Tony thinks that Zenia is asking her where she’s going from here. She could pretend there’s another party, a better one, to which Zenia herself has not been invited. But it’s not likely she would be believed. “I guess I’ll take the subway back,” she says. “I have to work:”

“She’s always working,” says West.

“No,” says Zenia, with a hint of impatience. “I mean, what do you want to do with your life? What’s your obsession?” Obsession. Tony doesn’t know anyone who talks like that. Only criminals and creepy people have obsessions, and if you have one yourself you aren’t supposed to admit to it. I don’t have to answer, she tells herself. She pictures the girls in the Common Room, and what they would think of obsessions; and what they would think of Zenia, come to that. They would think she was full of it, and also a slut, with her buttons undone like that. They would disapprove of her slutry hair. Usually Tony finds their judgments on other women catty and superficial, but right now she finds them comforting.

She should smile a bored, dismissive smile. She should say, “My what?” and laugh, and act puzzled, as if it’s a stupid question. She knows how to do this, she has watched and listened.

But it isn’t a stupid question, and she knows the answer. “Raw,” she says.

“What?” says Zenia. She’s concentrating on Tony now, as if she is finally interesting. Something worth figuring out. “Did you say law?”

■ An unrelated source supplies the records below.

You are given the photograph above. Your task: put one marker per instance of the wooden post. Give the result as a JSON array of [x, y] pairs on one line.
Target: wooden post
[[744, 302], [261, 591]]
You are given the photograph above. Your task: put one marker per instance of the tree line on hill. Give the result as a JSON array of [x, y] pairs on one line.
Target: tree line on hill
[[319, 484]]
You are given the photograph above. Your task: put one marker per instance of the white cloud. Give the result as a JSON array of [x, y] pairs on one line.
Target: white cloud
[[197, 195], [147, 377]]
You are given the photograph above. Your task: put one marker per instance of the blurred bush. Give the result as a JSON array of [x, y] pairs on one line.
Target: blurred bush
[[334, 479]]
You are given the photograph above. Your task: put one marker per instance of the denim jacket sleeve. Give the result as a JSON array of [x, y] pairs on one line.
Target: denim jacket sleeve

Tony realizes she’s made a mistake, a slip of the tongue. She’s reversed the word. It must be the alcohol.

“I mean war,” she says, pronouncing this time carefully. “That’s what I want to do with my life. I want to study war.” She shouldn’t have said it, she shouldn’t have told that much about herself, she’s put it wrong. She’s been ridiculous.

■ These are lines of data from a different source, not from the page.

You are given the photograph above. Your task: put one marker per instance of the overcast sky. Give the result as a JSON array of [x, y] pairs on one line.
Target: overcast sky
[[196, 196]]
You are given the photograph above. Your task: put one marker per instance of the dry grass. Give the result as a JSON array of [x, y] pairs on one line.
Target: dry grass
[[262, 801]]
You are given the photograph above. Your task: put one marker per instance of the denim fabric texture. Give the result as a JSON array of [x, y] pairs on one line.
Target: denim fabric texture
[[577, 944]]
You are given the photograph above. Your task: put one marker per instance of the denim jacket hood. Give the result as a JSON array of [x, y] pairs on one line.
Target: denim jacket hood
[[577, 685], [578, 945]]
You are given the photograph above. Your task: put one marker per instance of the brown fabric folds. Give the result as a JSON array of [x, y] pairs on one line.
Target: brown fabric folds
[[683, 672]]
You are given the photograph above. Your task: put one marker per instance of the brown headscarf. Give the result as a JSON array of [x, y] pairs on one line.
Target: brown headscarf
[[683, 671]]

Zenia laughs, but it isn’t a mocking laugh. It’s a laugh of delight. She touches Tony’s arm, lightly, as in a game of tag played with cobwebs. “Let’s have coffee,” she says. And Tony smiles.

That was it, that was the decisive moment. Rubicon! The die was cast, but who would have known it at the time? Not Tony, although she does remember a sensation, the sensation of having lost her footing, of being swept out into a strong current. And what, exactly, had acted as the invitation proper? What had beckoned to Zenia, shown her an opening in Tony’s beetle-like little armoured carapace? Which was the magic word, raw or war? Probably it was the two of them together; the doubleness. That would have had high appeal, for Zenia.

But this may be just overcomplication, intellectual webspinning, to which Tony knows she is prone. Doubtless it was something much simpler, much more obvious: Tony’s confusion, her lack of defences under the circumstances, the circumstances being West; West, and the fact that Tony loved him. Zenia must have sensed this before Tony did, and known that Tony was no threat, and known as well that Tony had some feathers worth plucking.